La carte, objet éminemment politique : quand Trump arrange à sa façon la trajectoire prévue du cyclone Dorian (#SharpieGate)


Signalé par Citylab, The Ominous Power of ‘Sharpiegate’ (10 septembre 2019).

Mark Monmonier, professeur de géographie aux Etats-Unis et auteur du célèbre ouvrage Comment faire mentir les cartes (3e édition), a déjà vu beaucoup de cartes trompeuses présentées dans les médias. Mais pour lui, ce qu'a fait le président Donald Trump relève de la manipulation cartographique à un point rarement vu, et cela au sommet de l'administration américaine. 




Le président Donald Trump a présenté le 4 septembre 2019 devant les caméras une carte du National Hurricane Center (NHC) datée du 29 août représentant le parcours que devait initialement emprunter le cyclone Dorian qui a dévasté les Bahamas (faisant plus de 50 morts). La scène n'avait rien d'improvisé puisqu'elle se déroulait directement dans le Bureau ovale de la Maison Blanche, carte à l'appui pour ajouter de la force au message.

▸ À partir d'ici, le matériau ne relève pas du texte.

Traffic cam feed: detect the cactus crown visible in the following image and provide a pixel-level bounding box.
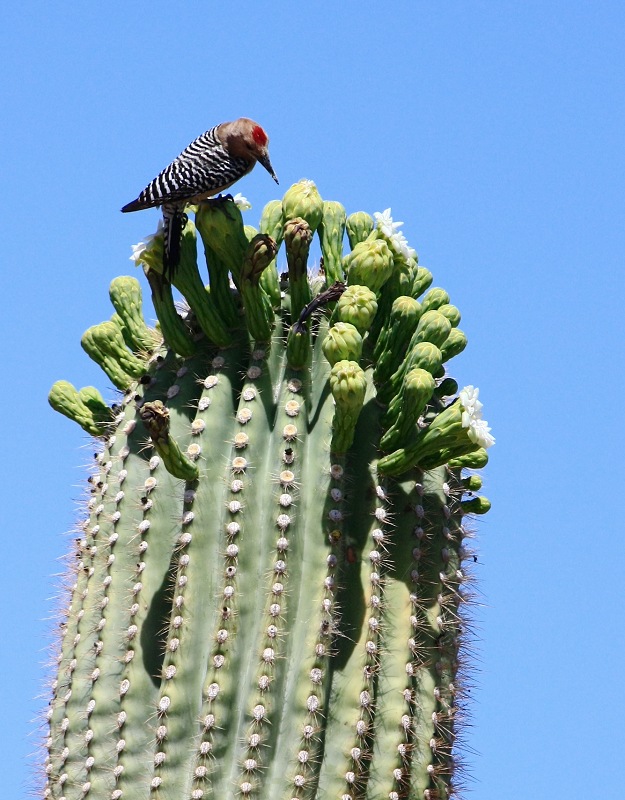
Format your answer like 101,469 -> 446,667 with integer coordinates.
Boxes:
45,181 -> 494,800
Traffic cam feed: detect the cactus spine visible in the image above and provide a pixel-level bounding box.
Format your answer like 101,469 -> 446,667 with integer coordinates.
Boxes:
45,181 -> 494,800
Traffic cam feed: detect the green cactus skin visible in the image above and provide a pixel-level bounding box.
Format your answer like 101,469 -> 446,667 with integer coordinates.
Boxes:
345,211 -> 373,250
318,200 -> 347,286
258,200 -> 284,309
44,186 -> 490,800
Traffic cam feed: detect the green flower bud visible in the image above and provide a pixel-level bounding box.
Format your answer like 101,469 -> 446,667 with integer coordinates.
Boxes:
460,475 -> 482,492
258,200 -> 284,308
195,200 -> 248,288
258,200 -> 284,245
330,360 -> 367,454
343,239 -> 393,292
380,368 -> 436,450
447,447 -> 488,469
434,377 -> 458,397
243,225 -> 258,242
48,381 -> 111,436
410,267 -> 433,299
144,268 -> 195,358
317,200 -> 346,286
377,336 -> 443,403
109,276 -> 157,352
80,321 -> 145,389
373,296 -> 421,383
172,220 -> 232,347
335,284 -> 378,334
437,303 -> 462,328
284,217 -> 313,320
282,178 -> 323,233
78,386 -> 112,422
378,386 -> 495,475
460,497 -> 491,514
346,211 -> 373,250
441,328 -> 467,361
421,287 -> 449,314
241,233 -> 278,286
240,233 -> 278,342
286,324 -> 312,370
411,311 -> 451,347
139,400 -> 200,481
321,322 -> 362,366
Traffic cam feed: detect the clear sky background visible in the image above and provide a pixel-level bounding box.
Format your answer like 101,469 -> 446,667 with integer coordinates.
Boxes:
0,0 -> 625,800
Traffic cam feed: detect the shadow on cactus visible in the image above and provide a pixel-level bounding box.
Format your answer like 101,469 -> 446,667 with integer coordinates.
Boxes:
45,181 -> 494,800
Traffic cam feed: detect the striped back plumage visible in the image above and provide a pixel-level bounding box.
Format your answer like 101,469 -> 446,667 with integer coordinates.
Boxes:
122,126 -> 254,211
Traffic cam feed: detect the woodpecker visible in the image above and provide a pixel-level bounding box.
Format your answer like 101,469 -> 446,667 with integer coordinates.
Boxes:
122,117 -> 278,280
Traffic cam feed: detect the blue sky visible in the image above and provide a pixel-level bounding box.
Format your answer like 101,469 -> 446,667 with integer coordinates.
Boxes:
0,0 -> 625,800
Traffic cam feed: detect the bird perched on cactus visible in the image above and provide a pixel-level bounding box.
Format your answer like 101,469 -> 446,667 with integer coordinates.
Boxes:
122,117 -> 278,278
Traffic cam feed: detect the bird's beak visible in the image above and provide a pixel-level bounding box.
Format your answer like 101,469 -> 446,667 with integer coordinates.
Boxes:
258,156 -> 280,183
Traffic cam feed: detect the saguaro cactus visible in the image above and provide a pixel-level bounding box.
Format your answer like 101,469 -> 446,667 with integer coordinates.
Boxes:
44,181 -> 493,800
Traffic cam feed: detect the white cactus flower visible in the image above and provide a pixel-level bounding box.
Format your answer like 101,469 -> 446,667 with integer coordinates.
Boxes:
130,219 -> 163,264
459,386 -> 495,448
373,208 -> 417,259
232,192 -> 252,211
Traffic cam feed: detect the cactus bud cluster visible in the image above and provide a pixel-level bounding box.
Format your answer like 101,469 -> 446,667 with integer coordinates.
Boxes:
45,181 -> 494,800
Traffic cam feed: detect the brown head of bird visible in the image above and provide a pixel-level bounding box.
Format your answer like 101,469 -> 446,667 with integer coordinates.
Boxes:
217,117 -> 278,183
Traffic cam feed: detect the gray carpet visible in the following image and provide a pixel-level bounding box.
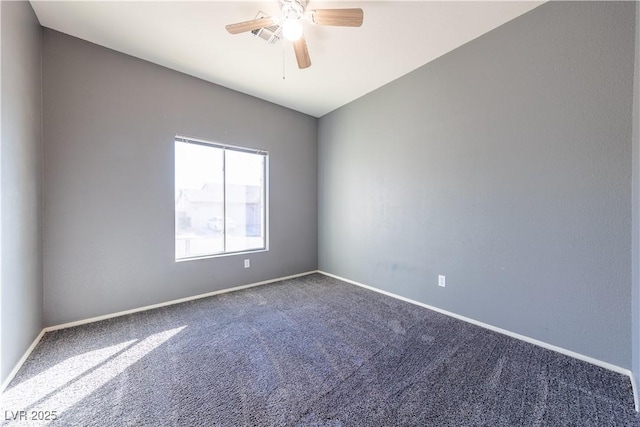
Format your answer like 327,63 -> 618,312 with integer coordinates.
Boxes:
0,274 -> 640,426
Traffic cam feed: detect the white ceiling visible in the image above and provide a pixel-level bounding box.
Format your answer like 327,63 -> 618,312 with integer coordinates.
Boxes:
31,0 -> 543,117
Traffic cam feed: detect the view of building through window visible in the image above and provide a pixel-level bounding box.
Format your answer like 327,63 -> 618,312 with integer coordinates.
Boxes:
175,137 -> 267,260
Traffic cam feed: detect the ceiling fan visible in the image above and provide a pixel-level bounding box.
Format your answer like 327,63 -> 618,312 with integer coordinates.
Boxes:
225,0 -> 364,69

Sur cette carte apparaissait le sigle de la NHC et de la NOAA (National Oceanic and Atmospheric Administration) ainsi que la trajectoire du cyclone en direction de la Floride, telle que la prévoyaient les deux organismes scientifiques. Mais un détail a attiré l'attention des journalistes présents : un trait a été ajouté au stylo feutre noir pour que l’Etat de l’Alabama soit inclus dans le cône. 

S'il est toujours difficile de prévoir la trajectoire exacte d'un cyclone, le fait est que le cône d'incertitude proposé pas les scientifiques à la suite de nombreux calculs et modèles de prévision météorologiques, ne correspondait pas à la carte présentée devant les médias. Cette carte utilisée pour l'exposé présidentiel datait en fait du 29 août (5 jours auparavant) et depuis les prévisions météorologiques avaient sensiblement évolué. Erreur de communication ou intention volontaire de donner l'impression de dominer la situation en prévenant de manière large toutes les populations au risque de provoquer des évacuations inutiles ?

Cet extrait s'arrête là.